Local Grid Journal 2013

This is a reverse order diary of events, without retrospective editing (so keep it raw and short, max ~ 3 lines). See other pages like LocalGridInternals for more carefully considered documentation.

20130501 MWS To try to drag the life of f14 out a bit more, I've set the weight to 0 so new files shouldn't be written there
20130501 MWS More issues with disks on epgsr1 followed up with a kernel panic. Decided to put f14 back on it's own card but just on one channel to see if it's more stable
20130429 MWS Problem found with right (1) channel on f14. Swapped into one daisy chain with other RAIDs on epgsr1 but missed out this channel on f14. Also, switched all LUNs to the one channel in f14 config
20130405 LSL Tidying epgd workers. Moved eight 160GB disks from epgd21-24 to epgd01-08, and two 160GB disks from epgd20 to epgd12 and epgd15 (each had one bad disk). Installed ten new 500GB disks in epgd20-24. So epgd01-19 now have two 160GB, epgd20-24 now have two 500GB.
20130405 MWS Upgraded CREAM, Torque and BDII to EMI2 and jobs seem to be going through OK. Still have ARGUS and APEL to go but I'm waiting for the accounting to sort itself out first.
20130405 MWS Applied the security kernel upgrade to all nodes and rebooted
20130220 MWS Added another QOS group of 'high' for all sgm/ops jobs as setting the priority on hte groups didn't seem to be working
20130220 MWS Changed the sysctl network parameters for the pool nodes as these apparently stop the slow transfer to BNL problem (https://ggus.eu/ws/ticket_info.php?ticket=86105).
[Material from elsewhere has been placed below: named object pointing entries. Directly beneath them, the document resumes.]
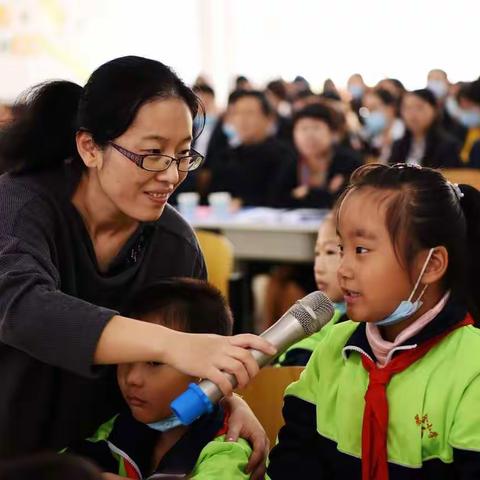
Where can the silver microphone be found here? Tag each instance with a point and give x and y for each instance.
(305, 317)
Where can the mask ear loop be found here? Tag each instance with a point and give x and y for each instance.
(425, 265)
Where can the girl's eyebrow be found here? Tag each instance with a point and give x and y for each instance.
(362, 233)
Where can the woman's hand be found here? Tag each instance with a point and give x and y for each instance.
(208, 356)
(243, 423)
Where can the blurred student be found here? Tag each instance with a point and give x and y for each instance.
(327, 261)
(424, 142)
(250, 170)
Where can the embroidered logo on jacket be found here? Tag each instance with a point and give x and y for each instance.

This is still not understood!
20130219 MWS Disabled the cache in Argus as I've heard this will stop the argus service from failing once a week
20130131 MWS Set the parameter FSQOSWEIGHT and removed user and group ones in the maui.cfg to actually make it register the new QOS fairshares
20130130 MWS After running process accounting on epgf01 for 24 hours and checking the log files didn't blow up, I've enabled process accounting (psacct) on all machines through puppet
20130128 MWS Changed the MAUI config to use QOS Fairshare targets for the various 'groups': Alice(60):Atlas(30):LHCb(5):Others(5). Blanked all the others.
20130125 MWS Added the OpenIPMI? -tools to puppet so all machines will now have this installed.
20130124 MWS Released the limit of ALICE jobs in MAUI so they are now only controlled by fairshare. I'll see if we get any more problems with too much load on the epf* nodes.
20130122 MWS Changed the fair share for ATLAS jobs to 15% from 23% as the combined amount of pilot and prod jobs were ~50% (i.e. too high) and blocking the site. Need to improve the fairshare to take account of multiple groups...
20130121 MWS Installed VomsSnooper? (and the required java-1.7.0-openjdk) on epgpe03 to ease keeping the VOMS info up to date. Go to /opt/GridDevel/vs_scripts, run set_rpm_paths.sh, go to usecases/newVomsRecsForMySite, run voidRun.sh and then use void/xml/site-info.def to update the site-info.def template.
20130121 LSL C6145: Dell informs that C6145 batteries for RAID units have a short life and can be proactively replaced.
20130108 LSL BB2 nodes: Investigate 10GbE driver: SL5 built-in version doesn't work, so download mlnx4_en driver version 1.5.9 from Mellanox website, and get it working.
20130108 LSL/MWS BB2 nodes: decide it best not to ask ITS to replace Mellanox ConnectX-3 firmware for PXE as this will make swap of a failing node much more difficult.
20130104 MWS/LSL SE (implemented on epgpe10) using EMI2, previously flakey, is now performing reliably since nscd service put into use, caching DNS requests
20130103 LSL RAID f25 switched on, logical drives already in place since before Christmas, now logical volumes created and then partitioned, as required for ESDS raids.